Z Wikiźródeł, wolnej biblioteki
Ta strona została skorygowana.

— Czy potrzebny kochana pani?... Jakże możesz mi zadawać podobne pytanie... Pomyśl, jakie ciężkie i przykre będzie położenie pana Prospera Rivet w jego pożyciu małżeńskim!... Ten młodzieniec poświęca się bez wahania dla szczęścia pani. Sama więc pani powinna uznać to poświęcenie i zapewnić mu przyszłość...
— O! ja zapewnię!
— A to jak?
— Czyż nie jestem wyłączną panią mego majątku?

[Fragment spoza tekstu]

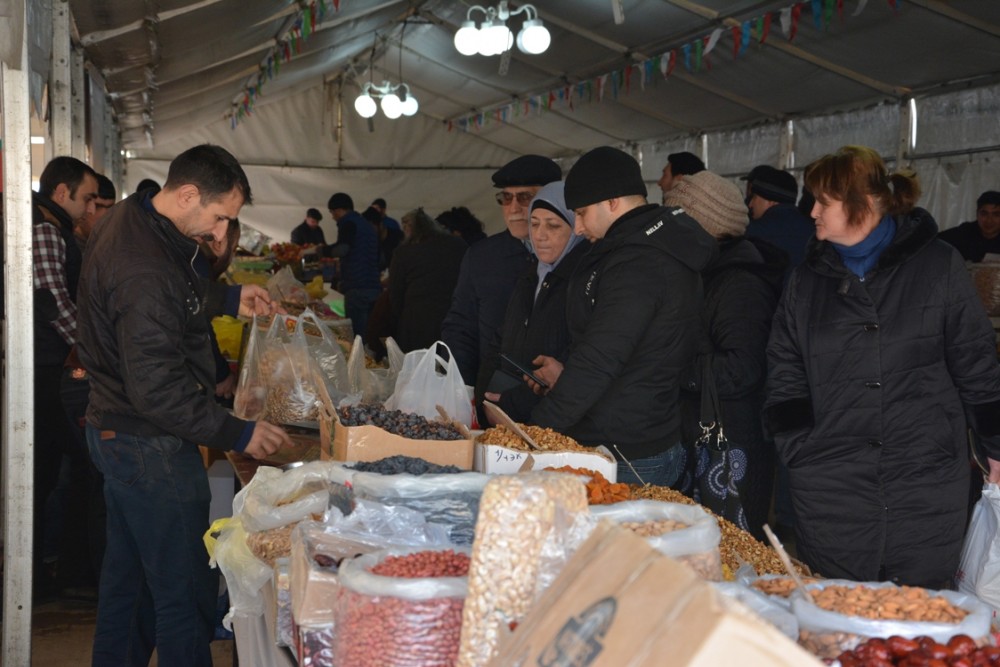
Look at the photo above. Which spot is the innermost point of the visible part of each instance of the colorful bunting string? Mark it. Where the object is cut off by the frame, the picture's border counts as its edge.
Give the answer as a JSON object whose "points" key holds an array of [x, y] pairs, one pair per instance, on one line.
{"points": [[693, 55], [287, 47]]}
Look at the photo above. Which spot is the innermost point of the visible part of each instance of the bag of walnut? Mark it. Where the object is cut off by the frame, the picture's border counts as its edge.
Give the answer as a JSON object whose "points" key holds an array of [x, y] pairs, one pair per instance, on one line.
{"points": [[282, 365]]}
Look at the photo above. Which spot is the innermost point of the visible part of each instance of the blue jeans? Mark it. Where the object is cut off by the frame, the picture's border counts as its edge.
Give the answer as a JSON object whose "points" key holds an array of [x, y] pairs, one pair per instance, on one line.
{"points": [[358, 304], [662, 469], [156, 587]]}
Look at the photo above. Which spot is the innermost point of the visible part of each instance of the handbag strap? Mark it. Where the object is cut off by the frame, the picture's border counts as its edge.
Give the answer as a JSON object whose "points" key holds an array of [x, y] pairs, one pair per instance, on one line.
{"points": [[711, 410]]}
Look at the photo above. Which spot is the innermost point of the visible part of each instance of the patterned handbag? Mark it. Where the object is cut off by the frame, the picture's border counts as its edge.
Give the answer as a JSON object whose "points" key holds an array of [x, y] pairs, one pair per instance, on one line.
{"points": [[717, 466]]}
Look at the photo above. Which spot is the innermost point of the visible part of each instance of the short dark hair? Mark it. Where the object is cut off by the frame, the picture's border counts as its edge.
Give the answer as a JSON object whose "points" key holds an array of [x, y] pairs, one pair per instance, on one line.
{"points": [[988, 198], [66, 170], [685, 164], [105, 188], [148, 184], [212, 169]]}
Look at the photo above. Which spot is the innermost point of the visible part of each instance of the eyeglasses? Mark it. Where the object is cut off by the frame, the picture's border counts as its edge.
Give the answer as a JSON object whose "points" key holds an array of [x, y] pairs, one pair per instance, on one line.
{"points": [[523, 198]]}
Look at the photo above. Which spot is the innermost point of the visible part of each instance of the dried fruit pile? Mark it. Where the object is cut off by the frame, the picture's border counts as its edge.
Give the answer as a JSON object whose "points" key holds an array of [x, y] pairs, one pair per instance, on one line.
{"points": [[599, 490], [404, 424]]}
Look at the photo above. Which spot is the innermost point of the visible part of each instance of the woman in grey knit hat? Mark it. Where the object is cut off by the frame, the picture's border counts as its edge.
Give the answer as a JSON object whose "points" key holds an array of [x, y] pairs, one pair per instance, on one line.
{"points": [[742, 287]]}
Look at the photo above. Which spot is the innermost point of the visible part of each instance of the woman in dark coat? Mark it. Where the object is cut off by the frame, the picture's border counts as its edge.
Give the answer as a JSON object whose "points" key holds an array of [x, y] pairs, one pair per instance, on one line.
{"points": [[741, 293], [878, 351], [422, 276], [535, 322]]}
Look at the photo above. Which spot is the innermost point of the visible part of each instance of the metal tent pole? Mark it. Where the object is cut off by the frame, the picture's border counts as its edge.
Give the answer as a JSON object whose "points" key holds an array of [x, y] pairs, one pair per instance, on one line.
{"points": [[18, 379]]}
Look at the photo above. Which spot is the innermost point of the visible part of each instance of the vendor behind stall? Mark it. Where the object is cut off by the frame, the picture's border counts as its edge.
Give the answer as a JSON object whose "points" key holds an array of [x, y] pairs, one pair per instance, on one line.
{"points": [[634, 312]]}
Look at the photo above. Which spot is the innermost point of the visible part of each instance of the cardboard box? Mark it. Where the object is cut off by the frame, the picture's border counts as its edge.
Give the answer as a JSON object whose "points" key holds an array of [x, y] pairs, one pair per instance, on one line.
{"points": [[499, 460], [371, 443], [619, 603]]}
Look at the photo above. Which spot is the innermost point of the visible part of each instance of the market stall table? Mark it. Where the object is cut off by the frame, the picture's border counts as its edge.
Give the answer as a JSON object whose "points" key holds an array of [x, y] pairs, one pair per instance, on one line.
{"points": [[254, 637]]}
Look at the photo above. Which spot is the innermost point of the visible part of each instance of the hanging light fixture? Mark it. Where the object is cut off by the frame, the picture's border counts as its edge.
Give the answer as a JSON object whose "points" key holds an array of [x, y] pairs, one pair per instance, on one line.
{"points": [[493, 37], [392, 105]]}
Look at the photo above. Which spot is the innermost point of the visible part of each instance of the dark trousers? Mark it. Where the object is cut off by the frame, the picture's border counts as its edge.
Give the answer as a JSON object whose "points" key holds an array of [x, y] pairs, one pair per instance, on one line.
{"points": [[358, 304], [53, 438], [157, 589]]}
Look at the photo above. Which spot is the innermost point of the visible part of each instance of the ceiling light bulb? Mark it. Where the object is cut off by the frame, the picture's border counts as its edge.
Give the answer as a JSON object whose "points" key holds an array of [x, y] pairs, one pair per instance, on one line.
{"points": [[534, 37], [391, 106], [365, 105], [409, 106], [467, 39]]}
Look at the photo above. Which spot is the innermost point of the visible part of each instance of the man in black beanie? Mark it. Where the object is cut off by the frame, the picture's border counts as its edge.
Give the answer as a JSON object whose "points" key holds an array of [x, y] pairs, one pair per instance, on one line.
{"points": [[492, 266], [634, 311], [774, 218], [309, 232]]}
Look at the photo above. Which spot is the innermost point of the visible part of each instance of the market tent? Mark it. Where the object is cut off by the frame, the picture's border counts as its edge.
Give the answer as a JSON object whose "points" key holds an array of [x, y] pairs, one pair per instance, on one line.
{"points": [[275, 81]]}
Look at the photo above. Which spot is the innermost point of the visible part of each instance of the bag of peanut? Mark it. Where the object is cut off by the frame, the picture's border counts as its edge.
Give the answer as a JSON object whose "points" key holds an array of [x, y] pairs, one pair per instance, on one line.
{"points": [[529, 526], [684, 532], [841, 614], [401, 607]]}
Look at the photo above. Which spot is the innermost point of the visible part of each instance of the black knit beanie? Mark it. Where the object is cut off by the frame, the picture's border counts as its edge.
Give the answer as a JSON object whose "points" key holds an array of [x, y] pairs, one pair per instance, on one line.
{"points": [[601, 174]]}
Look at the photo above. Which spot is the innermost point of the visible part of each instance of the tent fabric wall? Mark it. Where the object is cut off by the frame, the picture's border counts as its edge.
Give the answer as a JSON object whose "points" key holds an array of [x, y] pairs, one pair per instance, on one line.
{"points": [[290, 154]]}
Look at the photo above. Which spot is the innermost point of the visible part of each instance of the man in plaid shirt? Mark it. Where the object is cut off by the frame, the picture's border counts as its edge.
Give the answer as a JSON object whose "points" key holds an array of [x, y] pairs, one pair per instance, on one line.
{"points": [[67, 190]]}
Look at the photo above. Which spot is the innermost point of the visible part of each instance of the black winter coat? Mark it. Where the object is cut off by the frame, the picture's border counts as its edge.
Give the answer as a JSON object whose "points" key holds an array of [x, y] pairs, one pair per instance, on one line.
{"points": [[143, 334], [489, 271], [634, 313], [421, 281], [741, 293], [867, 388], [530, 328]]}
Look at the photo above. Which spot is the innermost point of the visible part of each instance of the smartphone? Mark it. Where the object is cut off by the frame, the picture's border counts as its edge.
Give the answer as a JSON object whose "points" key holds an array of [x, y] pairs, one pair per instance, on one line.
{"points": [[523, 371]]}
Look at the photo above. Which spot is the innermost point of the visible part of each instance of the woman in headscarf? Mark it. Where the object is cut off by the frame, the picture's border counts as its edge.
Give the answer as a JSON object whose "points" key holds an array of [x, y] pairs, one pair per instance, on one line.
{"points": [[535, 322], [879, 350]]}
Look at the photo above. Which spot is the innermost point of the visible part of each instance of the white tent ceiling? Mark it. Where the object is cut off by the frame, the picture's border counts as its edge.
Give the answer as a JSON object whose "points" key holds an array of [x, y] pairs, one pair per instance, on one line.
{"points": [[177, 70]]}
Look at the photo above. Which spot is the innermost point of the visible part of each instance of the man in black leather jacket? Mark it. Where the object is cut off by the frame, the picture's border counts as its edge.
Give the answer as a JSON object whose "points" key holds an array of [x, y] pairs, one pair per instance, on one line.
{"points": [[634, 308], [144, 339]]}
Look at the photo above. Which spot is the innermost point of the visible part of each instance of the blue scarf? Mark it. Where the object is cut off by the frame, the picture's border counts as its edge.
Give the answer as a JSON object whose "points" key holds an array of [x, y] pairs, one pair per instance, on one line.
{"points": [[862, 257]]}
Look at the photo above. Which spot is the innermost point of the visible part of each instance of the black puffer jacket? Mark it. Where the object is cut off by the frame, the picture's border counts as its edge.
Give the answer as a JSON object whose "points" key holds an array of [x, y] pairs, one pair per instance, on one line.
{"points": [[532, 326], [489, 271], [866, 390], [741, 292], [634, 309], [143, 334]]}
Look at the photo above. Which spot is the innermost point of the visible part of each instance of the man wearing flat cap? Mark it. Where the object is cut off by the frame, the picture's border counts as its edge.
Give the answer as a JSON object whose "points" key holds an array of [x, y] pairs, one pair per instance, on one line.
{"points": [[634, 312], [492, 266], [774, 218]]}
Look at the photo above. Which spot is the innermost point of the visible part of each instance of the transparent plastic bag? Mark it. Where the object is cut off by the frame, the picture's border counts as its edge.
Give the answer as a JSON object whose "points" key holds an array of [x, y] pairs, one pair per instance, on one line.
{"points": [[319, 548], [245, 574], [828, 633], [426, 380], [375, 385], [274, 498], [769, 609], [451, 501], [979, 568], [396, 621], [697, 545], [529, 526]]}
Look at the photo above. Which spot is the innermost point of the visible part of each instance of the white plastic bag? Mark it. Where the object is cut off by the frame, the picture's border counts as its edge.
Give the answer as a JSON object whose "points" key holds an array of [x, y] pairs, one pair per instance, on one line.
{"points": [[838, 632], [697, 545], [274, 498], [979, 568], [374, 384], [450, 500], [426, 381]]}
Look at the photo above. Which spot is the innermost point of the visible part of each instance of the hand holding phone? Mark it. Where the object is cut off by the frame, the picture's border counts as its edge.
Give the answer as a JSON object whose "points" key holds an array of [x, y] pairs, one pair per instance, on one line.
{"points": [[523, 370]]}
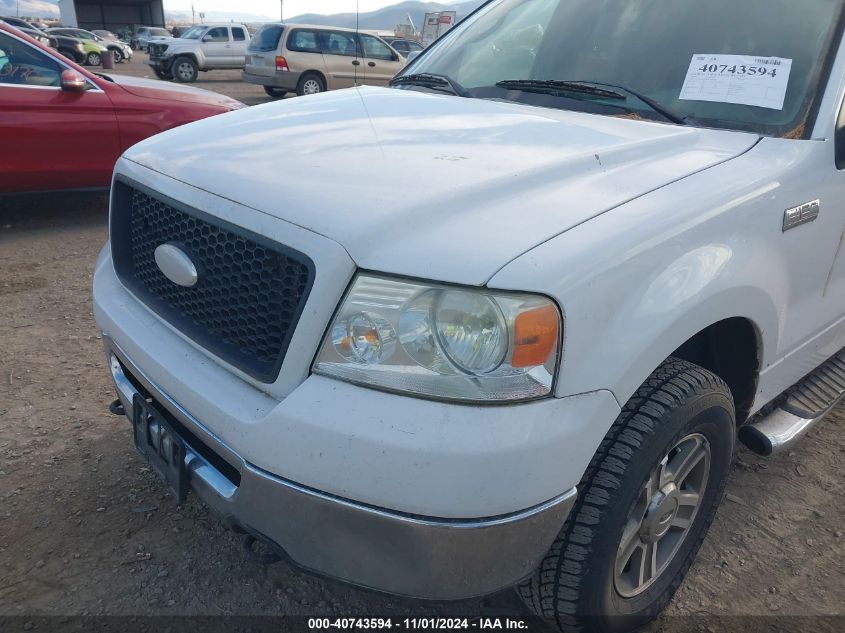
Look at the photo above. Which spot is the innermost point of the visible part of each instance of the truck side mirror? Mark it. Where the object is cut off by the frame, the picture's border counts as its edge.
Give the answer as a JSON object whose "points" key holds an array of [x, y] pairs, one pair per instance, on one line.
{"points": [[72, 81]]}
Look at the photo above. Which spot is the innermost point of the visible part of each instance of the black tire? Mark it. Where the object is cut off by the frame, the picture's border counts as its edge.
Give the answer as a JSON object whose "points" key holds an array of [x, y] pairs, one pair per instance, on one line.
{"points": [[184, 70], [310, 83], [578, 583], [276, 93]]}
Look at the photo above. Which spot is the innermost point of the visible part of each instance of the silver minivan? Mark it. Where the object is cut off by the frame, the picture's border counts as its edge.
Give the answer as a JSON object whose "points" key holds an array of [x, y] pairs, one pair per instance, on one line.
{"points": [[309, 59]]}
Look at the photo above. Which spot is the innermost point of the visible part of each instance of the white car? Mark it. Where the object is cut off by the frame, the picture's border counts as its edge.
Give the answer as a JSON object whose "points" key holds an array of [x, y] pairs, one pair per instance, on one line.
{"points": [[502, 323], [146, 34], [202, 47]]}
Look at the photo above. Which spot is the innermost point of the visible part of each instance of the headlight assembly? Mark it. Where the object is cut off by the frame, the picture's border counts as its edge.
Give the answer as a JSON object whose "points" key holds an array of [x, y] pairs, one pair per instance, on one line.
{"points": [[444, 342]]}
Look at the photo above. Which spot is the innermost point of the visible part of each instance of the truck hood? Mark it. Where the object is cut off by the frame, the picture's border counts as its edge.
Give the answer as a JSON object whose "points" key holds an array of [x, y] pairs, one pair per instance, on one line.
{"points": [[414, 183], [153, 89]]}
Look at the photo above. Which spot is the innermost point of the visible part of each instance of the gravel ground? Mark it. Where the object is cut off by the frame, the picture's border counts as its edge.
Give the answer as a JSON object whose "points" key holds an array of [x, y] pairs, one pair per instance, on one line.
{"points": [[86, 528]]}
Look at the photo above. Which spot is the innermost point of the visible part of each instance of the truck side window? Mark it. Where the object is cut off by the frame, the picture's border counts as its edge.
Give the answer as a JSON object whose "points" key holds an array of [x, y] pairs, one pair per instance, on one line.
{"points": [[340, 43], [218, 34], [303, 41], [375, 48]]}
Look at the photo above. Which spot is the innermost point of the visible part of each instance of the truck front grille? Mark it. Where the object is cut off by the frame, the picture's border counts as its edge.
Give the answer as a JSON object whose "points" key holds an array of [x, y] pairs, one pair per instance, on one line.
{"points": [[250, 292]]}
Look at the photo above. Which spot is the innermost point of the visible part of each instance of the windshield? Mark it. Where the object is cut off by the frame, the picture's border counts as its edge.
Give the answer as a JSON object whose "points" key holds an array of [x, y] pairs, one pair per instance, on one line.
{"points": [[266, 38], [751, 65]]}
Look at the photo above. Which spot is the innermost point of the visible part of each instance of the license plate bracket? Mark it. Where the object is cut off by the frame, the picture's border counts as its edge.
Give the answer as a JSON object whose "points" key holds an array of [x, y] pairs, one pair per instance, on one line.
{"points": [[156, 440]]}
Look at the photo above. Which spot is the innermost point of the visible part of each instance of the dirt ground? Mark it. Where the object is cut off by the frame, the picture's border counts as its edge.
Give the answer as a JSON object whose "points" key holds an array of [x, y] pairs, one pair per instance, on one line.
{"points": [[87, 529]]}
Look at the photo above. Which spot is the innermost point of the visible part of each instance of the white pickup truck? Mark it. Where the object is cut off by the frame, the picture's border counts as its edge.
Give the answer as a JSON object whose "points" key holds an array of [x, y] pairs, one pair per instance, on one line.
{"points": [[202, 47], [501, 324]]}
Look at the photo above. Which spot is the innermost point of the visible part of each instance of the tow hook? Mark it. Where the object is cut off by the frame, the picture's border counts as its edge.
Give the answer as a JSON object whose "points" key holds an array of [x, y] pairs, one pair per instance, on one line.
{"points": [[267, 557]]}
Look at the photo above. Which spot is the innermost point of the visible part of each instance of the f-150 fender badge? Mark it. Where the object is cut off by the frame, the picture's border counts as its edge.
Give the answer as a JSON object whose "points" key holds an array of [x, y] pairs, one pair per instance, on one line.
{"points": [[796, 216]]}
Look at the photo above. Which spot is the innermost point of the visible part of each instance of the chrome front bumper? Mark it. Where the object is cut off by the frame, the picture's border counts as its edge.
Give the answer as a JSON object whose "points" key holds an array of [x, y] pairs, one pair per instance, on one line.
{"points": [[422, 557]]}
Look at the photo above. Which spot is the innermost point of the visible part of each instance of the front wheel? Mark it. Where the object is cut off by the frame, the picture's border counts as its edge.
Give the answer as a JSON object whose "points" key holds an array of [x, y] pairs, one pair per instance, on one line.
{"points": [[184, 70], [644, 505], [310, 84]]}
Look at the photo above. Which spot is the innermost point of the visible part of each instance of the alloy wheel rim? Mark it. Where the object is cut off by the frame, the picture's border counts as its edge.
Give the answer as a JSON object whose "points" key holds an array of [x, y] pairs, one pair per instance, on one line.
{"points": [[661, 518], [311, 87]]}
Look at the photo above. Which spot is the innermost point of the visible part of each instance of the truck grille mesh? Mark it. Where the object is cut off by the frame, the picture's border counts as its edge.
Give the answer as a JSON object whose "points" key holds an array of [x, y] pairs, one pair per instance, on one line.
{"points": [[250, 292]]}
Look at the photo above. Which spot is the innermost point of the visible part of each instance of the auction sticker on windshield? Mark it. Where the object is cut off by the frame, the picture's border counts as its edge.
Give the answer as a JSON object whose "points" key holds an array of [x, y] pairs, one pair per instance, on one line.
{"points": [[739, 79]]}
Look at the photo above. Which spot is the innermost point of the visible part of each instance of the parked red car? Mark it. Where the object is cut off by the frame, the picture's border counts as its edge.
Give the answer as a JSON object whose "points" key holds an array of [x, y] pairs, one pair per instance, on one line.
{"points": [[62, 127]]}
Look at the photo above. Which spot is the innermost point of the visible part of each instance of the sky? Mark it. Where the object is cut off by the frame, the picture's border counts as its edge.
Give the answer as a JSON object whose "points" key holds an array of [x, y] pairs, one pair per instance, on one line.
{"points": [[270, 8]]}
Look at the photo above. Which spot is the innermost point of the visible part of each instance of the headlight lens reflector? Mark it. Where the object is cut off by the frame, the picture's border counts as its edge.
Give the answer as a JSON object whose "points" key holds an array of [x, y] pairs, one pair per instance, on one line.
{"points": [[471, 331], [443, 342]]}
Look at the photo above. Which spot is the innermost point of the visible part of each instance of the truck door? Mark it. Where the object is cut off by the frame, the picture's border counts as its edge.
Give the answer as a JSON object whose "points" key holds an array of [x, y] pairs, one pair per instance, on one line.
{"points": [[217, 47], [239, 42], [342, 56]]}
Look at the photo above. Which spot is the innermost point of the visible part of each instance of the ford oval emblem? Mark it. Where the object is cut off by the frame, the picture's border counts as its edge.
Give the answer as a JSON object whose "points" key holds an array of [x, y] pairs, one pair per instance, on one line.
{"points": [[176, 265]]}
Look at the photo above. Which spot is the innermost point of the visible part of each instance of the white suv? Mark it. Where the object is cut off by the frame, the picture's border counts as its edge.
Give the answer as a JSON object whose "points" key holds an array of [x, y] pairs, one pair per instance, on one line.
{"points": [[502, 323], [201, 48]]}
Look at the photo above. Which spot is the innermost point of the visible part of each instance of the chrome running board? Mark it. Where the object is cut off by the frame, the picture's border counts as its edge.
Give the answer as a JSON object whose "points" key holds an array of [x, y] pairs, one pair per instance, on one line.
{"points": [[806, 404]]}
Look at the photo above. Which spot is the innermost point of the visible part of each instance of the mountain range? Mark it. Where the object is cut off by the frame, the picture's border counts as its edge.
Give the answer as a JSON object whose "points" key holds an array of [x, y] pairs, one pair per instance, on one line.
{"points": [[30, 8], [386, 18], [382, 19]]}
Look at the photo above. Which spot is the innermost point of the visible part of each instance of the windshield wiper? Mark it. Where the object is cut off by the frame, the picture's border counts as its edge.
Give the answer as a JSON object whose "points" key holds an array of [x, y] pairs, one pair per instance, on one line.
{"points": [[430, 80], [594, 88]]}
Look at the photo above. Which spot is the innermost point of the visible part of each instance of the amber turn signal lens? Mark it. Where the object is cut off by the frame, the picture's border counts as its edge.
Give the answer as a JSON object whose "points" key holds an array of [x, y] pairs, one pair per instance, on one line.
{"points": [[535, 336]]}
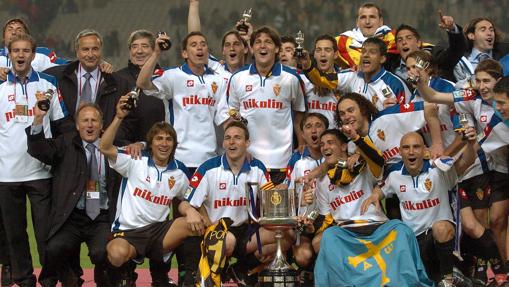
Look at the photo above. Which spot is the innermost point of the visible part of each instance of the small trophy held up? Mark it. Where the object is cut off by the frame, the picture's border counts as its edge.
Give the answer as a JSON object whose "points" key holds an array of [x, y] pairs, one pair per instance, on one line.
{"points": [[299, 40], [463, 123], [246, 16]]}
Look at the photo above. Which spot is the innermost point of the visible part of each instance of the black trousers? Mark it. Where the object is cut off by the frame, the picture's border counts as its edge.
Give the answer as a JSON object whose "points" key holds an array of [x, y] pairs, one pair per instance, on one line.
{"points": [[63, 247], [13, 208]]}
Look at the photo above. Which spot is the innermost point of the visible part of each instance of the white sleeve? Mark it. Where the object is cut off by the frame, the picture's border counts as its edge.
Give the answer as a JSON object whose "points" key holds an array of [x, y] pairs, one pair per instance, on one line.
{"points": [[123, 164], [221, 104], [164, 86], [298, 102], [231, 94], [57, 110]]}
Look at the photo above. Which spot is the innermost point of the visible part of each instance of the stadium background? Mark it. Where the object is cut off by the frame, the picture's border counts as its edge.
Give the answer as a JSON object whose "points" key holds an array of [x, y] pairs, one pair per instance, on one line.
{"points": [[54, 23]]}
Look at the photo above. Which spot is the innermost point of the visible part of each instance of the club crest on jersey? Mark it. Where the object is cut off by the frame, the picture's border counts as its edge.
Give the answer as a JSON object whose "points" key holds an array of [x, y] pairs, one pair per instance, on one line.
{"points": [[374, 99], [277, 89], [171, 182], [214, 87], [480, 193], [468, 94], [428, 184]]}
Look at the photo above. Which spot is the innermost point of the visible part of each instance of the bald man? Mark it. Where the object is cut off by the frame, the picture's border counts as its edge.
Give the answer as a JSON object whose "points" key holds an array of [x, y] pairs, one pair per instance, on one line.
{"points": [[424, 201]]}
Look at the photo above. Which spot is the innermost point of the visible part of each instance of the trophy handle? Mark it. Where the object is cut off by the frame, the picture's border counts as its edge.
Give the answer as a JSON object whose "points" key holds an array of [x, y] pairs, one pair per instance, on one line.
{"points": [[251, 202]]}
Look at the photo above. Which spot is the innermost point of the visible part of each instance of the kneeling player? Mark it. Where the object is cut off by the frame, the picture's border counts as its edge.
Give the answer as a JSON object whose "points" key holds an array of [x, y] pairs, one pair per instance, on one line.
{"points": [[218, 189], [141, 226], [424, 201], [371, 250]]}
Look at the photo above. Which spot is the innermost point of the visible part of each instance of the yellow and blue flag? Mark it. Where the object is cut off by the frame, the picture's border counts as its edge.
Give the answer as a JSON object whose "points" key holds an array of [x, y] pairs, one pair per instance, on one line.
{"points": [[388, 257]]}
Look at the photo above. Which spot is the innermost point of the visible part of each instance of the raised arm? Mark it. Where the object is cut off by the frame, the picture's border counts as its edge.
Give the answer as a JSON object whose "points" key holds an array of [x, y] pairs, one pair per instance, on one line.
{"points": [[429, 94], [193, 16], [106, 144]]}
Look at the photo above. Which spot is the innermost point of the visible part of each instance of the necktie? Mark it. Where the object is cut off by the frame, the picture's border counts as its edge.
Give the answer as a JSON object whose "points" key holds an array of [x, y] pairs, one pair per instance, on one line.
{"points": [[92, 204], [86, 92]]}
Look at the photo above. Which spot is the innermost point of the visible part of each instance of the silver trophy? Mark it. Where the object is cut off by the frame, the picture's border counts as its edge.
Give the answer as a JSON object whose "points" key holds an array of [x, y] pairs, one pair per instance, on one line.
{"points": [[299, 40], [419, 64], [463, 119], [277, 213], [246, 16]]}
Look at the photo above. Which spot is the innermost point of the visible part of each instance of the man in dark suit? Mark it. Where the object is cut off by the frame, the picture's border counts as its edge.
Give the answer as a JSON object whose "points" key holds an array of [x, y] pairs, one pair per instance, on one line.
{"points": [[408, 40], [82, 81], [149, 109], [82, 192]]}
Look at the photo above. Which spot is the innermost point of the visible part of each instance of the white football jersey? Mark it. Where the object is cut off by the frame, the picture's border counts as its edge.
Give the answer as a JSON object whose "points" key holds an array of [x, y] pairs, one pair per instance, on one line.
{"points": [[146, 190], [299, 165], [195, 104], [424, 199], [44, 59], [267, 103], [391, 124], [16, 164], [344, 202], [222, 193], [323, 104]]}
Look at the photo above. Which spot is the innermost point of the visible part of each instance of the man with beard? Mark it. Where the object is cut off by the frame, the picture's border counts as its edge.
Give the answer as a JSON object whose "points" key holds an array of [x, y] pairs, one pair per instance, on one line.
{"points": [[22, 175]]}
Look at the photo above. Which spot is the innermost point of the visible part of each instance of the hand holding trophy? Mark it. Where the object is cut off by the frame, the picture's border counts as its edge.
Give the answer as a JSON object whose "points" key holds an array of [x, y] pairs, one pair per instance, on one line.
{"points": [[246, 16]]}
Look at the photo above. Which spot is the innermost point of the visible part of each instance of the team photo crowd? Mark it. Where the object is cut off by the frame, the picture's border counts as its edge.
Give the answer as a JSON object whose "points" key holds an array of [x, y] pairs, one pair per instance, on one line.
{"points": [[394, 150]]}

— Za życia, tak... Ale gdyby pani umarła?...
— Któż tu mówi o śmierci?
— Nie ja, z pewnością; widzę jednak, że pani, chociaż jest inteligentną, oszczędną i wyrachowaną, nie zna się pani wcale na interesach. Jakkolwiek to nieprawdopodobne, przypuśćmy jednak na chwilę, że pani umrze przedwcześnie. Czy sobie pani zdaje sprawę, jakie byłoby położenie pana Prospera Rivet, gdyby jego żona odziedziczyła po pani majątek?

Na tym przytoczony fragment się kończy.